I'd like to learn more about trading Puts, as this looks like something I should really
learn more about to use as a safety net. Does anyone have anything they can recommend?
Thank you Henry for starting this thread and to everyone else with some fantastic
recommendations. Boston

Last edited on: 11-15-2007 05:50 pm

they have a documentary on LTCM look for Pbs Nova - Trillion Dollar Bet

Last edited on: 09-02-2007 01:05 pm

e) To make matters worse, numerous sovereign wealth funds, foreign governments, and
big-time banks had put their own cash into the fund. You've got to wonder: could it really
get any worse?
f) It took only 5 weeks for them to lose it all...
g) The S&P500 and the Dow both fell more than 20% in about 1 month.

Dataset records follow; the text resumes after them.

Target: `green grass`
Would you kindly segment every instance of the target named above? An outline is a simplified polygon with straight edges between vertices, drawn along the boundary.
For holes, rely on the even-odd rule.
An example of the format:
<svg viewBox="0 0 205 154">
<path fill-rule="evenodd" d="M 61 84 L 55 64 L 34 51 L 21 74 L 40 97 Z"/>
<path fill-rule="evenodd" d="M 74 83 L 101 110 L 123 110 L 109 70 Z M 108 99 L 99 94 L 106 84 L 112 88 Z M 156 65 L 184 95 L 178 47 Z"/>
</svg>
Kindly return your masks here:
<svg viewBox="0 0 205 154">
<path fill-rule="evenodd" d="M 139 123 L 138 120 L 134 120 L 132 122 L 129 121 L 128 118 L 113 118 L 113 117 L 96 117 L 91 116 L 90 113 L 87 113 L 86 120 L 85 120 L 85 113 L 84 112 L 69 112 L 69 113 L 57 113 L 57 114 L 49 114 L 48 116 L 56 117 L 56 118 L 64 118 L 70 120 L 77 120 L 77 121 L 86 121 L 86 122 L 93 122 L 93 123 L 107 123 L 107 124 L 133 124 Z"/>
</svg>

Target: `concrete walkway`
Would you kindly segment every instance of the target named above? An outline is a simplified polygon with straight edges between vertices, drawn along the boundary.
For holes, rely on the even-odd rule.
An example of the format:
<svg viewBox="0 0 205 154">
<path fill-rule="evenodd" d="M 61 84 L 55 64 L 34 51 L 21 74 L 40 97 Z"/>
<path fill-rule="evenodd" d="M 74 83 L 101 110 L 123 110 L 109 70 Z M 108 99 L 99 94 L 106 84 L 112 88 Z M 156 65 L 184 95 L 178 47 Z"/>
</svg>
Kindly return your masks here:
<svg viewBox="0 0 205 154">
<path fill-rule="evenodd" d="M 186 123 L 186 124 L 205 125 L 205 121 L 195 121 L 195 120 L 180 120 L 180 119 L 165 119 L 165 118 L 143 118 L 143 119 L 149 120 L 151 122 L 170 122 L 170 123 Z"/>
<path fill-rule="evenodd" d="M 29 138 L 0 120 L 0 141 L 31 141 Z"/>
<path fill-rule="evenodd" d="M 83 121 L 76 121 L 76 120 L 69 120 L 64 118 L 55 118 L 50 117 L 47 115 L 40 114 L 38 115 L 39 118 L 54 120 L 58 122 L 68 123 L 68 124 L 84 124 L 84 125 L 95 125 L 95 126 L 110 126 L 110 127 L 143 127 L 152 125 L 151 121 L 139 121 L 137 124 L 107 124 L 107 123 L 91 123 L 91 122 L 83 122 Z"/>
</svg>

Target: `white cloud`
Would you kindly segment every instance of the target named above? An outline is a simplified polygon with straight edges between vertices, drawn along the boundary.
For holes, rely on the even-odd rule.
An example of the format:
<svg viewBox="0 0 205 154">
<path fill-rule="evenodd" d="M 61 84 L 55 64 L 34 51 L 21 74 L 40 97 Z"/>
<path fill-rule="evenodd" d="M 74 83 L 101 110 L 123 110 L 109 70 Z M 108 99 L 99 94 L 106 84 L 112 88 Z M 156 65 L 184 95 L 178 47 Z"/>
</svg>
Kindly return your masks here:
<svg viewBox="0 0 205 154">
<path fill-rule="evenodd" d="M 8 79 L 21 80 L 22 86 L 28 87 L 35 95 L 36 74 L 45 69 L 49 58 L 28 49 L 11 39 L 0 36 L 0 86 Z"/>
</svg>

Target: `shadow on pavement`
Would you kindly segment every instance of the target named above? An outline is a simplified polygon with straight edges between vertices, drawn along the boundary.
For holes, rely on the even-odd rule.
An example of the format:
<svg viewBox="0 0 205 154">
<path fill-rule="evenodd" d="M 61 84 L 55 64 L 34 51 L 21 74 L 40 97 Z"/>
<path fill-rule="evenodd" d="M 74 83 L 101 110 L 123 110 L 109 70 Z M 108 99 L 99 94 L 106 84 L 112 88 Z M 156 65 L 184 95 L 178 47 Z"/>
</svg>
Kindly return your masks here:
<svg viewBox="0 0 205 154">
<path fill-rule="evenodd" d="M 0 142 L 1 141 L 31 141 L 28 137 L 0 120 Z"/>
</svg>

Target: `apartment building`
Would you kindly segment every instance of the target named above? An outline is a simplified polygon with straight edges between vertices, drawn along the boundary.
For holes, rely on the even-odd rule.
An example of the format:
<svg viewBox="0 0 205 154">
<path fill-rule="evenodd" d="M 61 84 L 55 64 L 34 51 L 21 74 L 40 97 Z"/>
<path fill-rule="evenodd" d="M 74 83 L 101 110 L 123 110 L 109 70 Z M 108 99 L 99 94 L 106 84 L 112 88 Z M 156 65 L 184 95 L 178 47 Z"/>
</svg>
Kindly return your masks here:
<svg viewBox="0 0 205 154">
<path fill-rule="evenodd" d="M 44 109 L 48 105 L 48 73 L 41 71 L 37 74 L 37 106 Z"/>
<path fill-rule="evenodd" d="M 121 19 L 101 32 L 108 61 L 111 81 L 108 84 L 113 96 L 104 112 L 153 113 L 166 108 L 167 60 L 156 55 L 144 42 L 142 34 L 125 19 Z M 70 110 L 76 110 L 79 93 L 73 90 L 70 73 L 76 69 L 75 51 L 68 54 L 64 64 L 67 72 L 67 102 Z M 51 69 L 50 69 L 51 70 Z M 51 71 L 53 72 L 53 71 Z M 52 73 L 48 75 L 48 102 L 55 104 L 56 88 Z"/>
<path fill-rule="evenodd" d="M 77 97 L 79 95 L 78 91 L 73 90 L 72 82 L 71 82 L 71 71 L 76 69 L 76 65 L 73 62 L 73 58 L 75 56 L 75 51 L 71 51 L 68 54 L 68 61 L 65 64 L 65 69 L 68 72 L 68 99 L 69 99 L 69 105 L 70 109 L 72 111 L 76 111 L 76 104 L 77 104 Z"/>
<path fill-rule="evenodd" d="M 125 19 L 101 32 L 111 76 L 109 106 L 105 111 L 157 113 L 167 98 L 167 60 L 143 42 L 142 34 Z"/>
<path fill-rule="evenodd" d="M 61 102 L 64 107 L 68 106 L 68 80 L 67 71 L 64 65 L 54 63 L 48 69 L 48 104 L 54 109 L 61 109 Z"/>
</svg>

That is some scary stuff. In my mind, today is not close to what was going on then...

Last edited on: 09-01-2007 10:16 pm

d) Long-Term had borrowed from practically every major bank in the world. Not only that,
but they rarely put up margin, which meant that these banks had no collateral if LTCM went
under. Thus, if LTCM went under, there was a great chance that a lot of the banks we know
today would be out of business. Literally.

Specifically, they had a $100 BILLION balance sheet. And that didn't even include the over
$1.25 TRILLION worth of derivatives contracts they were holding. $1.25 TRILLION... think
about that... There is no hedge fund that has the whole banking system wrapped around its
finger like that today... not even close...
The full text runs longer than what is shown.